05/09/2015 Comments Off on Another FGM case in Britain that found no harm
Another FGM case, which did not involve the criminal law but family law, and that took place in November 2014 in Leeds, two months before the first criminal trial in London, involved an attempt to take two small children into care: a girl G aged ±3 and a boy B aged ±4, whose parents were of African origin. The children had temporarily been placed with foster parents as the mother was having mental health problems. The judge’s write-up of the case, on which this blog is based, said:
“The suspicion that G had been subjected to FGM first arose in November 2012 in country S after blood had been found in her nappy when she was at nursery. She was examined by two doctors who found (I quote the translation) ‘no sign [she] had any damage to female organs’. A further medical report states ‘outer and inner labia normal and the clitoris is normal.

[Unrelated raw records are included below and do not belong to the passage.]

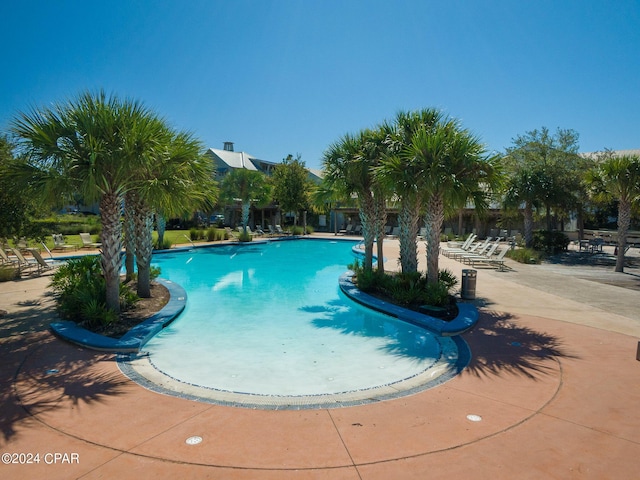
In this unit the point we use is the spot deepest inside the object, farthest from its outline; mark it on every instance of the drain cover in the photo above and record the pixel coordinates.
(193, 440)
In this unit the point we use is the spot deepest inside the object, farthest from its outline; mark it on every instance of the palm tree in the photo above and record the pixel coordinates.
(248, 187)
(89, 145)
(455, 169)
(177, 179)
(618, 178)
(401, 170)
(374, 149)
(347, 170)
(522, 188)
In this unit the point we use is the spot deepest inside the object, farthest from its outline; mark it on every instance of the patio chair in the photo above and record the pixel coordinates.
(446, 251)
(59, 244)
(474, 248)
(23, 263)
(497, 260)
(40, 262)
(480, 256)
(6, 258)
(280, 231)
(87, 241)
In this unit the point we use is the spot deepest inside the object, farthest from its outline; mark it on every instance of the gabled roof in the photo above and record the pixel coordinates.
(235, 159)
(616, 153)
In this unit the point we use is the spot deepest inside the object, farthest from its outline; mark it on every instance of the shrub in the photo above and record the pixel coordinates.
(212, 234)
(166, 244)
(550, 242)
(7, 273)
(525, 255)
(408, 289)
(245, 237)
(81, 292)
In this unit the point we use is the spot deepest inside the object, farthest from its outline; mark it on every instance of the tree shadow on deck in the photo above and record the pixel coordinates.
(499, 345)
(40, 373)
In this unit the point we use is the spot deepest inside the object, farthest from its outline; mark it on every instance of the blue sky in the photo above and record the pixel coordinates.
(292, 76)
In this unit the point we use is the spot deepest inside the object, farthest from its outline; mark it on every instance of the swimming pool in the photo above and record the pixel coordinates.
(266, 323)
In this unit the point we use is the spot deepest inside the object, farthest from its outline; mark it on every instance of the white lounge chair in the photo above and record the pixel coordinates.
(59, 244)
(480, 255)
(22, 263)
(497, 260)
(87, 241)
(446, 251)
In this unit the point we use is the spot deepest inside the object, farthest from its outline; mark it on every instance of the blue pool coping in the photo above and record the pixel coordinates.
(134, 339)
(466, 319)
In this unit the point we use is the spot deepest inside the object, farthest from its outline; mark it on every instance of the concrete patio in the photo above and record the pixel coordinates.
(552, 391)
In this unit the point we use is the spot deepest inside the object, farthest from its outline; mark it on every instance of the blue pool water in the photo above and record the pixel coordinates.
(269, 319)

No sign of any circumcision’. The question was raised again in November 2013 when the foster carer reported G’s ‘irregular genitalia’.”27
Three people, invited to examine the girl and give evidence because all were considered to be experts and presented themselves as such, gave testimony in court. According to the judge’s report, Expert 1 was an expert in child sexual abuse and described herself as an expert in the assessment of female genitalia ‒ but not for FGM. She had examined approximately five girls with FGM over the previous three years, but only one was a baby. Expert 2 was a midwife with extensive experience of pregnant women with FGM; she described herself as an FGM, reproductive and public health specialist. She had knowledge of and expertise in many aspects of FGM and its medical and other consequences, which she has published and spoken on extensively, both in Britain and abroad. When she gave oral evidence, however, it became clear she had almost no experience of FGM in babies. Expert 3 had established a specialist clinic in 1999 for women with health consequences of FGM, and had a great deal of experience of them; moreover, her clinic was the only specialist paediatric FGM clinic in the country.

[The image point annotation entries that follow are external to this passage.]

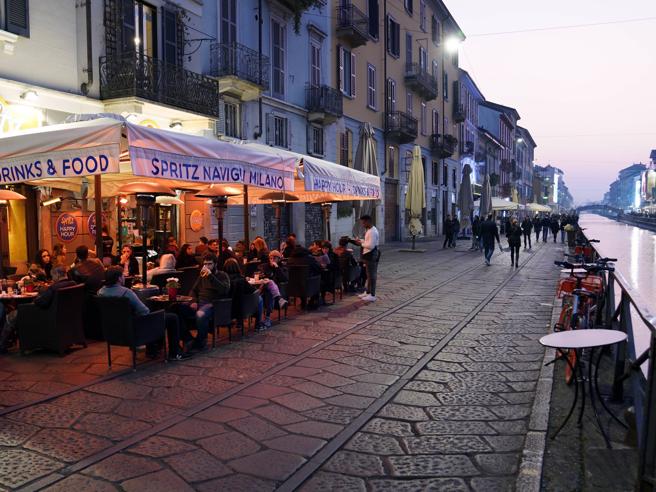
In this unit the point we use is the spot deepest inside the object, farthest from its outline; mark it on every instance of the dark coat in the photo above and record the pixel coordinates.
(514, 235)
(489, 232)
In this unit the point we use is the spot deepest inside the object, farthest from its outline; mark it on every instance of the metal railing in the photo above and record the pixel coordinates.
(237, 60)
(628, 367)
(137, 75)
(351, 17)
(324, 99)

Experts 1 and 2 both examined G and both said in written and oral evidence that they thought they had seen evidence of FGM. However, their descriptions of the mutilation differed from each other’s. Expert 1 later changed her evidence and admitted to having made a mistake. Expert 2’s evidence was described by the judge as: “confused, contradictory and wholly unreliable”. Expert 3 did not examine G in person but saw the reports of the other two and watched the DVD of their examination of G. She said she saw no evidence of FGM. Both parents also denied that G had been subjected to FGM. The judge dismissed the FGM charge.

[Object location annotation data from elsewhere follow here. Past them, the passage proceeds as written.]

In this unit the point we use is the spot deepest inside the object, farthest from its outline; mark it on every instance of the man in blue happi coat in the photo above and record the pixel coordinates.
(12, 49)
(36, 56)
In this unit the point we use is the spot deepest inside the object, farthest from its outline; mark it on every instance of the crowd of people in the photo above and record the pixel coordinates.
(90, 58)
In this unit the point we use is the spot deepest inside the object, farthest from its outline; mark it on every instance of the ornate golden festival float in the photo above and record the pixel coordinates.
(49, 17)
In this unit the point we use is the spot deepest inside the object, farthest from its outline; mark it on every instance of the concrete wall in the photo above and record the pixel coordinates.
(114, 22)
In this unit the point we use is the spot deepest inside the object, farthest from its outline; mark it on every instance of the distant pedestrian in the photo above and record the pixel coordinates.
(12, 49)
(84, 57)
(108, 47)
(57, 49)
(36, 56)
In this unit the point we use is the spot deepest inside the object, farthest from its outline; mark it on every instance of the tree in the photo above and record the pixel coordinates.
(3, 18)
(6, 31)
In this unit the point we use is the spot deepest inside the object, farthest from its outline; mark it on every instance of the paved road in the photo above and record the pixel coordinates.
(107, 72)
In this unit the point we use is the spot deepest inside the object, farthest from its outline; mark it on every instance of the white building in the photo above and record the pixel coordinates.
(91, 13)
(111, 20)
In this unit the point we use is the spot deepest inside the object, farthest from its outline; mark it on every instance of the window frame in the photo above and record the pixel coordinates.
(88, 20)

The local authority who brought the case argued that if G had been subjected to FGM it was reason enough to initiate adoption proceedings. Sir James Munby, President of the Family Division, who heard the case, said there were three issues to consider: Had FGM occurred? Did it amount to significant harm, and if so, what were the implications. Having heard the evidence, he concluded that the “local authority is unable on the evidence to establish that G either has been or is at risk of being subjected to any form of FGM”. In a lengthy and thoughtful consideration of the implications, he also cautioned that even had FGM been found, “local authorities and judges are probably well advised not to jump too readily to the conclusion that proven FGM should lead to adoption”.
This case illustrates that even experts cannot always tell or agree whether a child has had FGM. The implication, as I see it, is that allowing uncalculated numbers of children to be examined for FGM by people who are likely to have even less expertise than the witnesses in this trial, is a recipe for disaster.
 See Berer M. Acquittals in the FGM case in London, justidce was done and was seen to be done, but what now? Berer Blog, 10 February 2015. https://bererblog.wordpress.com/2015/02/10/acquittals-in-the-fgm-case-in-london-justice-was-done-and-was-seen-to-be-done-but-what-now/.
 Sir JamesMunby, President of the Family Division. In the matter of B and G (Children) (No 2). Neutral Citation Number:  EWFC 3. Case No: LJ13C00295. 14 January 2015. https://www.judiciary.gov.uk/wp-content/uploads/2015/01/BandG_2_.pdf.
Is the NHS collection of patient identifiable data of women with FGM unethical and a breach of confidentiality?
16/08/2015 § 2 Comments
Female genital mutilation (FGM) has been illegal in the UK since 1985, and taking a child abroad to undergo FGM, as legislated in the 2003 Female Genital Mutilation Act and 2015 Serious Crime Act is also illegal and is recognised as a form of child abuse. Until 2014, however, no one had been prosecuted for FGM and to date, no one has been convicted of this crime.
In response to calls for ‘something to be done’ to address this failing, the UK government has taken a number of steps. They include encouraging the Crown Prosecution Service to scour the landscape for possible perpetrators, sending the Police to airports to hand out leaflets to suspicious travellers and tell them that FGM is illegal, and encouraging Border Agency staff to be on the lookout for victims who might have undergone the procedure abroad, particularly during the so-called ‘cutting season’ (summer holidays).
New regulations and guidance have also been issued to professionals. Among them has been a requirement to gather data on the prevalence of FGM among girls and women living in the UK. Contrary to long-established practice in epidemiological study, however, the data include a long list of identifying information on the women, including their names and NHS numbers, and the governmental Health and Social Care Information Centre are being sent this data, quarterly, since April 2015.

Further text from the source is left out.